自然が感じさせる「途方もなさ」は、日々向き合う役者の仕事とよく似ている
何よりも、美しいものは心を豊かにしてくれる。
だからこそ人間はずっと美しいものを求めて繁栄してきたのだろう。
発掘される縄文土器には縄の模様が器用に施されているし、古代から人々は体に穴を開けてまで装飾品をぶら下げたりしている。
生きるのに必要ではないそれらを大切に思う事こそ、何よりも人間らしさであり、それによって自分の中にあるどこか足りない部分を美しさが満たしてきてくれたのだろう。
さらに、美しさは強さでもある。
難解かつ直感的な「美」というものを表現できる人間には、自然と賛辞と権力が集まってきたのだろう。
美は常に、目に見えない力を秘めているのだ。
特に日本人は自然本来の美しさを感じる感性を持つ人が多いという話を聞いた事がある。
対称性や黄金比など、脳が美しいと感じやすい比率は存在するのだろうが、
そもそも西洋と東洋では自然観が全く違うらしい。
東洋では自然は神聖な物と捉え調和を重んじる考えがあり。
一方、西洋ではキリスト教の教えのもとに自然は人の手によって支配する物だと言う考えがあるそうだ。
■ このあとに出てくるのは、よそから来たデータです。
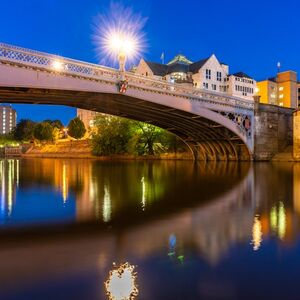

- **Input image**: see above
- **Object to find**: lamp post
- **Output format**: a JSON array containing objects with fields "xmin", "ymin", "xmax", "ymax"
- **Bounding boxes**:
[{"xmin": 107, "ymin": 30, "xmax": 138, "ymax": 80}]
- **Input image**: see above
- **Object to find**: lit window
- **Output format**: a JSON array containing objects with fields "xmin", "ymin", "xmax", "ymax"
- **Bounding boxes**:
[{"xmin": 205, "ymin": 69, "xmax": 211, "ymax": 79}]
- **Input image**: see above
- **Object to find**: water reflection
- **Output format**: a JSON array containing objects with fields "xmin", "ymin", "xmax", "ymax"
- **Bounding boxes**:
[
  {"xmin": 0, "ymin": 159, "xmax": 300, "ymax": 300},
  {"xmin": 0, "ymin": 159, "xmax": 19, "ymax": 223}
]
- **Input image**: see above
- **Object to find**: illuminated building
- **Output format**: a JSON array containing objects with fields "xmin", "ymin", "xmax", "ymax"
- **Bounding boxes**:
[
  {"xmin": 0, "ymin": 105, "xmax": 17, "ymax": 134},
  {"xmin": 77, "ymin": 108, "xmax": 98, "ymax": 131},
  {"xmin": 134, "ymin": 54, "xmax": 256, "ymax": 100},
  {"xmin": 256, "ymin": 71, "xmax": 298, "ymax": 108},
  {"xmin": 297, "ymin": 81, "xmax": 300, "ymax": 107}
]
自然観の地域差の通り、私が疲れを感じた時、見たくなるのは立派な建築よりも山の景色である。
自然の一糸乱れまくりな美しさをみていると、同時に自分がちっぽけな存在に思えてきて、気が楽になるのだ。
目の前に広がる雄大な景色は、美しさと同時に少しの畏怖を感じさせる。
そしてその美しさにはどこか怖さが混じり合っているのだ。
ただそこに立っている木々は、生命のシンプルさを感じさせ、私の堂々巡りだった思考にストップをかける。
この自然が感じさせる「途方もなさ」は、私が日々向き合う役者の仕事とよく似ていると思う。
正解がない中で、役として感じる自分自身の感情がわからなくなってしまう時、私は山奥で右も左もわからなくなってしまった遭難者のように迷い留まる。
しかし、空想の世界を生きる実感を見出した時の高揚感は何者にも変え難いのだ。
舞台上や森の中で感じる、今自分が生きていることへの当たり前じゃなさは、自分自身が生きているという圧倒的事実と食い違って、不安な気持ちになる。
しかし、その歪な違和感は何よりも私に生の実感を感じさせてくれるのだ。